The runtime is built in layers. Each layer adds capabilities without requiring changes to the layer below:

Layer 5: Governance                  Budget, health, mission, secrets
         |
Layer 4: Distributed Coordination    Multi-node clusters with transport & discovery
         |
Layer 3: AgentRuntime                Multi-process manager with lifecycle control
         |
Layer 2: AgentProcess                Single autonomous agent with triggers & state
         |
Layer 1: build_agent()          Stateless LLM agent with MCP tool access

You can stop at any layer. Most projects need Layer 2 (a single autonomous agent). Add Layer 3 when you need multiple agents working together. Layer 4 is for production deployments across multiple machines. Layer 5 is for autonomous agents that need guardrails.

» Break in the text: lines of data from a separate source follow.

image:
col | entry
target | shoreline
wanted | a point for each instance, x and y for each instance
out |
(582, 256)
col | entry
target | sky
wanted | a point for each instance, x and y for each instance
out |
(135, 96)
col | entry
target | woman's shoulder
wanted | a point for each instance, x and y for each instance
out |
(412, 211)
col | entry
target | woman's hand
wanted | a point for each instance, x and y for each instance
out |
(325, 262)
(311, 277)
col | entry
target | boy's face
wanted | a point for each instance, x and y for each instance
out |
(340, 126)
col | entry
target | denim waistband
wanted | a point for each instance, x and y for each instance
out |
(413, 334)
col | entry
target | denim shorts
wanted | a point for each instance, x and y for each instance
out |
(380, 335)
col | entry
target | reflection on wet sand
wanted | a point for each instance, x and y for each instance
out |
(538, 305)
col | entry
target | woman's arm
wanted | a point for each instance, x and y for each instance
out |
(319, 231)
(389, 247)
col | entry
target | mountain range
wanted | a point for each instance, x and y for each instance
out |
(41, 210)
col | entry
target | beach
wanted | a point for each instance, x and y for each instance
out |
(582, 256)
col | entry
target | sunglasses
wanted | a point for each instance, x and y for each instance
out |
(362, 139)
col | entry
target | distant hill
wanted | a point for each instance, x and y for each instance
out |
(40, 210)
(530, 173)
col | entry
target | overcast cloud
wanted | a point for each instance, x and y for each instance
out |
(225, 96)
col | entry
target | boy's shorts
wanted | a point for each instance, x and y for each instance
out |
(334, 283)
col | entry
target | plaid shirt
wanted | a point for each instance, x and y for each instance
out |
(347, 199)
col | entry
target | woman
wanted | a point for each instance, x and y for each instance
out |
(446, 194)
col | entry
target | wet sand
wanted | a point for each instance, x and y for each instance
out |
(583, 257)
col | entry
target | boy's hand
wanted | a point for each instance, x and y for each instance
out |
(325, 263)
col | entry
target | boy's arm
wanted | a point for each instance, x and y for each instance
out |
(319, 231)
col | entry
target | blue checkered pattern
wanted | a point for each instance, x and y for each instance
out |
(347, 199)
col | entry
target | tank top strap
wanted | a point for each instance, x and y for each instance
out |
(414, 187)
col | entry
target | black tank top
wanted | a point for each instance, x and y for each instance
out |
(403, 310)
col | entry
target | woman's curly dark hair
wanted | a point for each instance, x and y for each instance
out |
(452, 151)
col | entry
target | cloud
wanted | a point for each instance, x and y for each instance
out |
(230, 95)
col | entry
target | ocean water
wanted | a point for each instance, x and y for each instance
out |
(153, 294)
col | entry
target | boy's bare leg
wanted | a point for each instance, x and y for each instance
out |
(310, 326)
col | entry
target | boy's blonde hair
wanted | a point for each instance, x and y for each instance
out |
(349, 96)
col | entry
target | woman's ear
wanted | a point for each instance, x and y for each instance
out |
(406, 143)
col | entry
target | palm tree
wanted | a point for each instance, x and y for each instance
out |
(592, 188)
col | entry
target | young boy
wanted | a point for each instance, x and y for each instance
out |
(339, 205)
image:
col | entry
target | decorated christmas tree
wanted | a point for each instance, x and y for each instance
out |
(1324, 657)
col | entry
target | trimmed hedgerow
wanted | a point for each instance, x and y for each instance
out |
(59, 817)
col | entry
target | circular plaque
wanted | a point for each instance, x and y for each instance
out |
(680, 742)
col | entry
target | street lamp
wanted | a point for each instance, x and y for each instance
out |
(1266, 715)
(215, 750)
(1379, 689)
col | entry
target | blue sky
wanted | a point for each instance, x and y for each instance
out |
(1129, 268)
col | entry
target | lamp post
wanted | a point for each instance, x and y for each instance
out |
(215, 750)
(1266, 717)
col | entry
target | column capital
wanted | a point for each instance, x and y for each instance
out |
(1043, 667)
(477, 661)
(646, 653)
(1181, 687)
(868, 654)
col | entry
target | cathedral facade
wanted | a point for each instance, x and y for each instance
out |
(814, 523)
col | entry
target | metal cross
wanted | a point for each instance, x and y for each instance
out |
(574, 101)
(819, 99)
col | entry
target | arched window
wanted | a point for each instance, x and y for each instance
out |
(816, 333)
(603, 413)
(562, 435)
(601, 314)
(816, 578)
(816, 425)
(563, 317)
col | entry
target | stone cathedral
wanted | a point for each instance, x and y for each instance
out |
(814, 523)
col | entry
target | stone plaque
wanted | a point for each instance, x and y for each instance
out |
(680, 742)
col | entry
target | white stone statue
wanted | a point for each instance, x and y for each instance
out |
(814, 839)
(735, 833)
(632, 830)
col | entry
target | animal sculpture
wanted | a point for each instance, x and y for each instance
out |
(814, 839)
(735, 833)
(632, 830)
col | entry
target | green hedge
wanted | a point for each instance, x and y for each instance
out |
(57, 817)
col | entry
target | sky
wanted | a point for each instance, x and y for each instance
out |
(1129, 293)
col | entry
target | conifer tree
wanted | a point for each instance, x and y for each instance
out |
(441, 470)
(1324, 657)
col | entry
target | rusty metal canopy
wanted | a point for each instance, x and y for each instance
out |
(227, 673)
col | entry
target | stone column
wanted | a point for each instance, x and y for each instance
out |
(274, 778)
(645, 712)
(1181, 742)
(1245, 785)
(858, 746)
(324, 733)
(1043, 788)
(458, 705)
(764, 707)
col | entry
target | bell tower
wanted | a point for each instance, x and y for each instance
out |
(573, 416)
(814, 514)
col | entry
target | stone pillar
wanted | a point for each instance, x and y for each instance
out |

Step 1: Single Autonomous Agent

Start with an AgentProcess wrapping a stateless agent in a persistent process.

from promptise.runtime import AgentProcess, ProcessConfig, TriggerConfig

process = AgentProcess(
    name="pipeline-monitor",
    config=ProcessConfig(
        model="openai:gpt-5-mini",
        instructions=(
            "You monitor data pipelines. When triggered, check pipeline "
            "health and report any anomalies."
        ),
        servers={
            "pipeline_api": {
                "url": "http://localhost:8080/mcp",
                "transport": "streamable-http",
            },
        },
        triggers=[
            TriggerConfig(type="cron", cron_expression="*/5 * * * *"),
        ],
    ),
)

async with process:
    # Process runs autonomously, waking on every cron tick
    await asyncio.sleep(3600)  # Run for 1 hour

The process handles the full lifecycle: build the agent, connect MCP servers, discover tools, start triggers, and invoke the agent on each trigger event.


Step 2: Add Triggers

Triggers wake the agent in response to events. Compose multiple triggers to create responsive agents.

config = ProcessConfig(
    model="openai:gpt-5-mini",
    instructions="You respond to pipeline events and scheduled checks.",
    triggers=[
        # Wake every 5 minutes for health checks
        TriggerConfig(type="cron", cron_expression="*/5 * * * *"),

        # Wake on incoming webhooks (e.g., from CI/CD)
        TriggerConfig(
            type="webhook",
            webhook_path="/pipeline-events",
            webhook_port=9090,
        ),

        # Wake when config files change
        TriggerConfig(
            type="file_watch",
            watch_path="/etc/pipeline/config",
            watch_patterns=["*.yaml", "*.json"],
            watch_events=["modified"],
        ),

        # Wake on events from other agents
        TriggerConfig(
            type="event",
            event_type="alert.critical",
        ),

        # Wake on inter-agent messages
        TriggerConfig(
            type="message",
            topic="pipeline.alerts.*",
        ),
    ],
)

Each trigger type fires a TriggerEvent with type-specific payload data that the agent receives as context.

Trigger Wakes On Payload
cron Schedule expression scheduled_time, cron_expression
webhook HTTP POST request Request body (JSON or text)
file_watch File system changes path, filename, event_type
event EventBus events event_type, source, data
message MessageBroker messages topic, sender, content

Step 3: Persistent State and Context

AgentContext gives each process a persistent key-value state with audit trail, long-term memory, environment variables, and file mounts.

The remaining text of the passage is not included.